# Welcome home



## TrentinaNE

Good morning!  How would I say "Welcome home" to a student who has been studying in Greece?  

Elisabetta


----------



## elliest_5

"Kalosírthes"  (καλώς ήρθες) / "Kalos mas írthes"  (καλώς μας ήρθες)--> "welcome" (the most common expressions in such cases)

or 

 "Kalosírthes píso" (καλωσήρθες πίσω) = welcome back -->not that good
and also "kalosorises" (καλωσόρισες) --> "welcome (to our home)"


----------



## TrentinaNE

Thanks, elliest_5.    Could I just clarify... Are the "welcome" expressions you wrote in Greek appropriate for someone who has returned after a prolonged absence or are they more generic than that?  Maybe there isn't a comparable expression to "Welcome home" in Greek.  If so, how would I say something like "it's nice to have you home again"?

Thanks so much!  

Elisabetta


----------



## Flaminius

The Greek expressions don't literally say anything about "home."  Just to make sure, do you use "home" here as a metaphor meaning "the original place one is from or rightly belongs to"?


----------



## elliest_5

Flaminius is right...if indeed he is coming back to live with you in your house you could say "Kalosirthes piso sto spiti mas" = welcome back to our home (καλωσήρθες πίσω στο σπίτι μας), "Imaste charùmeni pu jírises (spiti)" = we 're happy you're back (home) (είμαστε χαρούμενοι που γύρισες σπίτι)


----------



## TrentinaNE

The situation is this: a college student has spent the last 4 months studying in Greece. She has now returned to her parents' home (not my home). In the U.S., a typical expression of greeting would be "Welcome home" or "Welcome back." To say simply "Welcome" would be odd, as I'm not welcoming her to MY home, or thanking her for anything.

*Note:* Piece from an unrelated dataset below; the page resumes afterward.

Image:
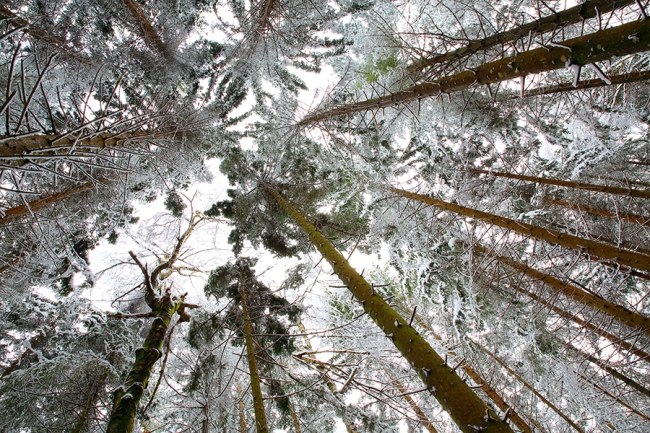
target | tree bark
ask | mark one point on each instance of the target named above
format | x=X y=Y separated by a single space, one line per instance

Does that help? What would you say in Greek to someone in the reverse situation (i.e., a Greek student returning from studying abroad)?

Thanks again!
Elisabetta

P.S.  I just saw Καλώς ήρθες πάλι as "Welcome back" in another thread.  Is that OK?


----------



## shawnee

You need look no further than eliest 5's first response for your choice. Kalosirthes - is in fact welcome arrival (so it is the equivalent of welcome back). I can't see the point of Καλώς ήρθες πάλι - the last word being a little superfluous in my view. I can see it applying to a situation where the traveller is in the habit of going and returning and the greeter is making a point of it by adding pali - again.


----------



## TrentinaNE

shawnee said:


> You need look no further than eliest 5's first response for your choice. Kalosirthes - is in fact welcome arrival (so it is the equivalent of welcome back).


Thanks -- but that was not clear from the first response.  

Elisabetta


----------